LtRt is a L C R S ( left center right and mono surround ) mix that is encoded down to a , and i’m going to use this very loosely, “stereo” mix. The “stereo” mix is really the four tracks encoded to 2 tracks. Then upon playback the LtRt can be heard in just plain mono or stereo or decoded back to L C R S. LtRt or Dolby Surround was the first of Dolby’s multichannel film format. ( 1980 something ) The encoded file fits nicely on VHS or other 2 track device and then you get surround off of these 2 track systems.
The encoding process relies heavily on phase to encode and decode the positional information within the mix.
you can use a DOLBY SEU 4 or Dolby DP563 hardware devices to encode LtRt, or you can create an LtRt optical track starting with a Dolby DMU or LtRt files… You can use the DOLBY surround tools in protools to create LtRt ( both encode and decode )…
remember that an LtRt track is just analog audio vs an AC3 or Dolby-E encode which is a digital bit stream. You can create an AC3 encode using only L C R S very similar to an LtRt for DVDs with A-Pack or other AC3 encoder, but again it will create a digital bit stream, not an analog audio file.

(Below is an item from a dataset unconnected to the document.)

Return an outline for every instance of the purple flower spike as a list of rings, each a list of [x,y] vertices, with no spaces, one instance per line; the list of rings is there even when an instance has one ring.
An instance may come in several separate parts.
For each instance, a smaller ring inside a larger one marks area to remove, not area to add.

to mix… just mix in L C R S… paying close attention to any coupling or phase issues with similar materials in multiple speakers… music, ambience etc. then downmix to LtRt and LoRo and mono checking each for positing of material. When mixing you can use the Dolby Surround tools to create 2 stereo aux tracks with the encoder on them Master( L,R ) slave( C,S ) and them place the decoder (master, slave) after the Encoder so that you can monitor thru the encoder/decoder and simply hit a button to hear whats going on in LCRS, LR, mono… the details will become obvious when you look at the software plugins…
cheers
geo
PS: i think today the whole this is called DOLBY ANALOG by Dolby… sorry I haven’t had my morning coffee so this reply is a little disjointed..
cheers
geo
some additional from Neil Wilkes across the pond…
There is Dolby ProLogic and Dolby ProLogic II, which are utterly different systems despite the incremental naming protocol – DPL has dual mono rear channels & feeds the same information to both Ls & Rs and DPL II uses proper separate Ls/Rs where available. In addition, all DPL II en/decoders are fully backwards compatible with the earlier systems.

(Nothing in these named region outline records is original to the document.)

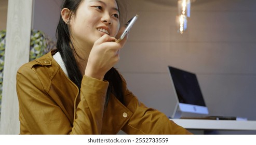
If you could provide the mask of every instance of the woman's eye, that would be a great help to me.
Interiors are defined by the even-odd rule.
[[[101,6],[96,6],[95,7],[97,9],[102,10],[102,7]]]

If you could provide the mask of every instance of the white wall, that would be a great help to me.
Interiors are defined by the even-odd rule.
[[[32,0],[8,1],[0,134],[19,133],[16,73],[29,61],[32,4]]]
[[[197,74],[210,113],[255,120],[256,1],[196,1],[182,35],[176,30],[177,5],[169,2],[127,2],[128,17],[139,18],[116,67],[130,90],[170,115],[176,103],[171,65]]]

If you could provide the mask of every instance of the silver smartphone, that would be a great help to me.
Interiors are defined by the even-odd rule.
[[[138,19],[138,17],[139,16],[138,15],[136,15],[135,16],[132,17],[130,20],[129,20],[125,24],[124,26],[123,26],[120,29],[120,32],[118,32],[118,34],[117,36],[116,39],[117,40],[116,41],[116,42],[120,42],[122,40],[125,38],[125,35],[128,33],[130,29],[131,28],[133,24],[135,23],[136,20]]]

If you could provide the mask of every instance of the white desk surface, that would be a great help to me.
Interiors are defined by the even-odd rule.
[[[186,129],[256,130],[256,121],[178,119],[170,120]]]

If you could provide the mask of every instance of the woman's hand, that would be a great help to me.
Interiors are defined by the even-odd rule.
[[[91,50],[85,75],[102,80],[105,74],[119,60],[119,52],[128,37],[119,43],[116,39],[104,35],[96,40]]]

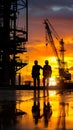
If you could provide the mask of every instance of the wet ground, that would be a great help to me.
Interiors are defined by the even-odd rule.
[[[1,90],[0,130],[73,130],[72,90]]]

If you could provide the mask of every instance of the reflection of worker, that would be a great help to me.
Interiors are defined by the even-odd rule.
[[[34,102],[34,105],[32,106],[32,114],[33,114],[33,118],[35,119],[35,124],[38,124],[39,119],[41,118],[40,116],[40,103],[38,102]]]
[[[52,108],[49,102],[47,102],[47,104],[44,102],[43,115],[44,115],[44,124],[45,127],[47,127],[48,121],[52,115]]]
[[[45,60],[45,65],[43,67],[43,86],[46,84],[49,84],[49,77],[51,77],[52,69],[51,66],[48,64],[48,60]]]
[[[40,86],[40,69],[42,69],[42,67],[38,65],[38,61],[35,60],[32,67],[32,78],[34,80],[34,87],[36,87],[36,85]]]

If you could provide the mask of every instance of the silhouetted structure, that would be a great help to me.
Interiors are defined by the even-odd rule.
[[[22,10],[23,9],[23,10]],[[20,18],[20,14],[25,17]],[[23,23],[21,19],[23,19]],[[20,20],[20,21],[19,21]],[[15,85],[16,73],[27,65],[19,54],[26,52],[28,1],[0,0],[0,84]]]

SRS Circle Surround is also a Matrix Lt/Rt technology.
Lt/Rt is basically a generic term taken to mean any multichannel mix that is matrixed down into a stereo compliant stream & will play back on a stereo system, but if the stream is fed through the correct decoder you will get the surround mix back out of it.
There are Pros & Cons to this.
Pros -
1 – you get to supply a single stream that will play back in stereo if no surround setup is present.
2 – It is widely used in TV/Broadcast.
3 – You can even take the Lt/Rt stream & further reduce to AC3 (Dolby Digital) as long as you set the metadata flag (in a soft encoder) or push the switch/button (in a hardware encoder) for “Dolby Surround Encoded”
Cons -
1 – It is a compromise for both types. If you start with a fully discrete 5.1 mix, then it will *not* sound the same when decoded again. Neither will the stereo mix be as good as one that was especially mixed for stereo.
2 – It’s a matrix system – not discrete – and as Georgia points out there are all manner of possible pitfalls involved.
3 – It makes delivering an M&E mix much more complex as you would need to completely reset the encoder resulting in a vastly different sounding mix on a dubbed language version.
When I have to deliver an Lt/Rt stream I use a VST plugin en/decoder so that switching between the various modes is extremely easy (source/encoded/decoded).
A good place to start research on this is at the Dolby Labs technical library where you will find a lot of helpful material.